Let Me Game in Peace Chapter 472 Great Lucas Bahasa Indonesia
Bab 472 Lucas yang Hebat
“Kalian bisa kembali ke hotel sekarang. Aku akan pergi ke Tuan Irjarr untuk mengambil hadiahnya. Nanti akan kukirimkan.” Setelah meninggalkan Istana Iblis Kutukan, Lucas menunggangi Tyrannosaurus Rex-nya.
Tepat ketika Zhou Wen dan An Sheng hendak pergi, Lucas menambahkan, “Semenanjung Para Dewa akhir-akhir ini tidak damai.
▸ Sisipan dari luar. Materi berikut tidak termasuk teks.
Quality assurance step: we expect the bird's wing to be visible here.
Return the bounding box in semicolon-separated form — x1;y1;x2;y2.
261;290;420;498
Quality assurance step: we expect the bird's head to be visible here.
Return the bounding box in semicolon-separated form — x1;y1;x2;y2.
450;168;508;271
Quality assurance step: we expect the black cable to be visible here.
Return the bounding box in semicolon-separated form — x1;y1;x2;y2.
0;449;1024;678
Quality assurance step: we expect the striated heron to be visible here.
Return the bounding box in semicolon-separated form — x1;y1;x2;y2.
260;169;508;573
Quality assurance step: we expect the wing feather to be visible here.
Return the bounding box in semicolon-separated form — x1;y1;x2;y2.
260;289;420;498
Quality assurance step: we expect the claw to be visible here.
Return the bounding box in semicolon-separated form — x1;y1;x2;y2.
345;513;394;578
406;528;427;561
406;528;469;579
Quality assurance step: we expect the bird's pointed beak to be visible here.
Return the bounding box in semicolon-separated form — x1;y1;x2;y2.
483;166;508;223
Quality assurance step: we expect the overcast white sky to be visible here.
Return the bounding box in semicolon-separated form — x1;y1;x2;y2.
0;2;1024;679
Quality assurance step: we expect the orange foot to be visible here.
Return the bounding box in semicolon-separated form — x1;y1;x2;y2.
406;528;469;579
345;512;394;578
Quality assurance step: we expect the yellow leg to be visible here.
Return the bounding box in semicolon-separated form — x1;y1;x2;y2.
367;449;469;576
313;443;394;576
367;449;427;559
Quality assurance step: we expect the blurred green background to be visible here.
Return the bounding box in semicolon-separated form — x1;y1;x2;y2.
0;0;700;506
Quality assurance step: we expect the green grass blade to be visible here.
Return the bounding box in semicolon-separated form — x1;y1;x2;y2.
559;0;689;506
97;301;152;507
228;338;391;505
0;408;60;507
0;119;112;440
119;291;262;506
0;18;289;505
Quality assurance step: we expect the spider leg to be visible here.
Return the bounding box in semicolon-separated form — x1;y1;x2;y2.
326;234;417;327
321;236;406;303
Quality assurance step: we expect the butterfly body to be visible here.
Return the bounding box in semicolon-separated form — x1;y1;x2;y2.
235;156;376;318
Jangan makan dan minum sembarangan. Pastikan semuanya sudah diperiksa.”
“Baik.” Zhou Wen tersenyum sambil melambaikan tangan dan pergi bersama An Sheng.
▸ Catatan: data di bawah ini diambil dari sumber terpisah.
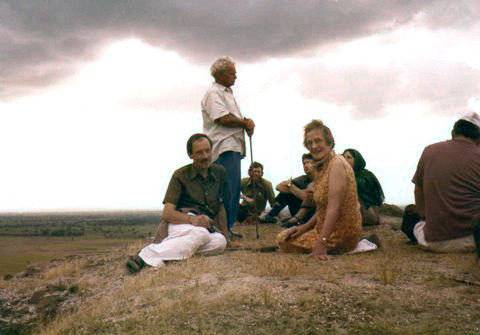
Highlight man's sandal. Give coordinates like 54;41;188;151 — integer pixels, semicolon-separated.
126;255;145;273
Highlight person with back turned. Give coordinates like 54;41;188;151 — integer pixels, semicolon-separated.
405;113;480;252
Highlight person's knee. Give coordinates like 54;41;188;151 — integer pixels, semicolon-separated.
209;233;227;254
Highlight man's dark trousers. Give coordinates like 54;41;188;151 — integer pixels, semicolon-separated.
214;151;242;231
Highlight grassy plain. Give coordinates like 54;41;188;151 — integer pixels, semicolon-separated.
0;212;161;276
0;214;480;335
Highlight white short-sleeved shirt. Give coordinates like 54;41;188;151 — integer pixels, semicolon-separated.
202;83;245;162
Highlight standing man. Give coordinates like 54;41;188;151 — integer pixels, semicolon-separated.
412;113;480;252
202;57;255;238
238;162;275;222
127;134;229;273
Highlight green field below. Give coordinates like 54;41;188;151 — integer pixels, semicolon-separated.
0;213;160;277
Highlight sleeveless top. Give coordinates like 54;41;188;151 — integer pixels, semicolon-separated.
277;152;362;254
313;152;362;252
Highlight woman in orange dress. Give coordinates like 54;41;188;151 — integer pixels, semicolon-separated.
277;120;362;259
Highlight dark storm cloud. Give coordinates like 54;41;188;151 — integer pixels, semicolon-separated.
0;0;476;97
300;62;480;118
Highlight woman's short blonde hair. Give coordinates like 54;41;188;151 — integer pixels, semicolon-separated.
303;120;335;149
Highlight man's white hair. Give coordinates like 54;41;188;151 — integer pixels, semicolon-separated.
210;56;235;78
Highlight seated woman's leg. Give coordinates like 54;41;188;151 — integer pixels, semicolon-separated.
277;229;318;254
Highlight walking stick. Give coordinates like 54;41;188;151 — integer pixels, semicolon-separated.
248;136;260;240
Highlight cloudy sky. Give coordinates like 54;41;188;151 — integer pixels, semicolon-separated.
0;0;480;211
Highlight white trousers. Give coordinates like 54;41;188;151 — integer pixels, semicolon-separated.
138;224;227;266
413;221;475;253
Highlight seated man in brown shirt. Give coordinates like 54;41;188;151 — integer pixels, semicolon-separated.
405;113;480;252
237;162;275;222
127;134;229;272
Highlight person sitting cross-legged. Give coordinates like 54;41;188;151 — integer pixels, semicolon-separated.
260;153;315;223
404;113;480;253
237;162;275;222
126;134;230;272
277;120;380;260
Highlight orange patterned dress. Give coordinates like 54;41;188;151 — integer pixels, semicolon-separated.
277;152;362;253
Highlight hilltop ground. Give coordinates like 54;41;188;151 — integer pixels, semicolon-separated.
0;217;480;335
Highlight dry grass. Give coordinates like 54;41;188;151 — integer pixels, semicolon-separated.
0;222;480;334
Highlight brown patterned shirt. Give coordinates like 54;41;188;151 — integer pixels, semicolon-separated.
163;164;227;219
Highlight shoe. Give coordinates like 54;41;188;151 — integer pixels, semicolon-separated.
228;230;243;240
126;255;145;273
258;214;277;223
366;234;382;249
280;217;303;228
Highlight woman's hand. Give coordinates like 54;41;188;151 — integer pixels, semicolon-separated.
308;240;331;261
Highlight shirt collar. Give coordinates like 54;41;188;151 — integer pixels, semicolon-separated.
247;178;263;186
213;82;233;93
188;163;217;181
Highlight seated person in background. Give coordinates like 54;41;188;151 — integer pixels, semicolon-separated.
277;120;374;260
237;162;275;222
343;149;385;226
407;113;480;252
127;134;229;272
260;154;314;223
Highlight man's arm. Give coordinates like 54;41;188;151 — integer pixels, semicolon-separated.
216;205;230;242
414;184;425;219
266;180;275;207
163;202;212;228
214;114;255;136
Lucas menunggangi Tyrannosaurus di jalanan. Banyak anak muda bersorak ketika melihatnya. Mereka melambaikan tangan kepadanya, dan Lucas juga membalasnya dengan antusias.
Setelah meninggalkan kota, ekspresi Lucas berubah muram. Dia segera tiba di sebuah rumah besar di pinggiran kota.
“Katakan pada Henry bahwa aku sudah melakukan apa yang dia inginkan,” kata Lucas kepada para penjaga.
Penjaga itu sepertinya tahu bahwa Lucas akan datang. Dia tersenyum dan berkata, “Silakan masuk, Tuan Henry sedang menunggumu.”
Lucas mengikuti orang itu ke dalam rumah besar dan segera melihat Henry. Dia sedang berjemur di depan kolam renang. Dia memegang pistol antik yang indah di tangannya sambil membersihkannya dengan hati-hati menggunakan kain.
“Henry, aku sudah menyelesaikan apa yang kau minta. Tolong segera cabut pembatasan pada diriku.” Lucas mengeluarkan botol kecil dan meletakkannya di atas meja di depannya. Cairan di dalamnya sudah habis.
Henry melihat botol di atas meja dan tiba-tiba mengambil pistol antik di tangannya dan menarik pelatuk ke arah Lucas.
Reaksi Lucas tidak lambat. Dia menggunakan perisai untuk melindungi tubuhnya, tetapi peluru itu sangat aneh. Peluru itu berputar dan mengelilingi perisai, melewati celah-celah di baju besinya dan menembus otot-ototnya.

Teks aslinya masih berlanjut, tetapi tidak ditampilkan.